We’ve always made lewd images. Human nakedness has been a central facet of our artistic expressions since records began. This is because we’re sexual beings; animals prone to visual arousal. We’ve made sexual images for as long as we’ve been stomping around on the earth. We just happen to have a highly sophisticated tool for doing it now. People are only going to make more of it.

Problematic behaviour arises from the viewing of pornography without considering it against reality. We have to talk about it early if we want our young people understand this is a fantasy genre. People don’t watch Harry Potter and then expect to fling a patronus at someone the next time we feel threatened, because they know however much it emulates reality in some parts, it’s fiction. It’s fantasy, and enjoyable in the right context. We need to give pornography a context in modern society. We can’t blithely ignore it’s existence and hope that our young people will make it to adulthood without finding themselves wading through the quagmire of glory-holes and money-shots.

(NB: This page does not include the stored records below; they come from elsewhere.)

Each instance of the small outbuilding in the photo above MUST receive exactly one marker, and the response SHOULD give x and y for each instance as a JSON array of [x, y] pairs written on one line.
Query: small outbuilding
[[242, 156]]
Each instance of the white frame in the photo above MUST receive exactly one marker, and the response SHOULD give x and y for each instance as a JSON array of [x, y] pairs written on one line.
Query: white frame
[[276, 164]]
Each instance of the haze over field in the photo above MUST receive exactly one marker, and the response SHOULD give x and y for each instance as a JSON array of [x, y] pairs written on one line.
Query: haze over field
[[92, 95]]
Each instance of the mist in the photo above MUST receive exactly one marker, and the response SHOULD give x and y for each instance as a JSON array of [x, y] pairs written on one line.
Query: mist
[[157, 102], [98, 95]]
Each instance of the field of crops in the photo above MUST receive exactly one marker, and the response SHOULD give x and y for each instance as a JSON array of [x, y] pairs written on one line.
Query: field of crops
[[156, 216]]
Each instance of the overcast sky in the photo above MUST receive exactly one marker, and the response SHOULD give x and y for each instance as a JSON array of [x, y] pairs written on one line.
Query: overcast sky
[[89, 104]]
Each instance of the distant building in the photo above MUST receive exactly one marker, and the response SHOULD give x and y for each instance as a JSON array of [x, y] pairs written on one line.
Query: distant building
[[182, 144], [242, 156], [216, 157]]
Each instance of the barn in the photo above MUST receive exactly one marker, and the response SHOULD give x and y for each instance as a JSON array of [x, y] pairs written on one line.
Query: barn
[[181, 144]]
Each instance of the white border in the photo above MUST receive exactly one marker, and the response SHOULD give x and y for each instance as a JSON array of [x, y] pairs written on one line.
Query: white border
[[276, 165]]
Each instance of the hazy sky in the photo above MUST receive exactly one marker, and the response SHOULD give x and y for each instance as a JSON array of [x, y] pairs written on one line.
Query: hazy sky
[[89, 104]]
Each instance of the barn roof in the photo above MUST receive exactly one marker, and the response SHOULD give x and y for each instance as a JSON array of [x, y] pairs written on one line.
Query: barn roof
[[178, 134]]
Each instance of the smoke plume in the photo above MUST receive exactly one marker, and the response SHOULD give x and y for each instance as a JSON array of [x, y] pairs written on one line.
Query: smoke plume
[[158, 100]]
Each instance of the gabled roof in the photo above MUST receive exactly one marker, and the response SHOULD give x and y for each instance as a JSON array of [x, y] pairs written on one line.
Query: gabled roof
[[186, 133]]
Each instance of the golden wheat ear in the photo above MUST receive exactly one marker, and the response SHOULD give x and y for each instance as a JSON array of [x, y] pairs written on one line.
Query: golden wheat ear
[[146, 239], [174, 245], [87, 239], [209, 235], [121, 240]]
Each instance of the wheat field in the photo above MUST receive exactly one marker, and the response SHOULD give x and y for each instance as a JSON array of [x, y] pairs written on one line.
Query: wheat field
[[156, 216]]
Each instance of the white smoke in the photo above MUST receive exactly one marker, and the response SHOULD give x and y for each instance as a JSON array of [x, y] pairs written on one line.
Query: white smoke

Like many other young people, porn offered a safe space to explore facets of my sexuality. It’s how I clarified and underscored my interest in women, without anyone else having to know at the time. At the time, I felt doubly deviant for my non-conformist sexual preferences and porn consumption. Now that I’ve dismantled my own guilt, I value what it gave me.

We need to work buffing away the patina of shame that covers sexuality if we want our kids to have safe and healthy sex lives.

Porn isn’t going anywhere – we need frank and open discussions about it, so our young people can discern fact from fiction.

And maybe if we all finally admit that we’re a) all getting busy behind closed doors and b) not totally horrified at expressions of sexuality, we might find a little more of ourselves reflected in pornography in the future.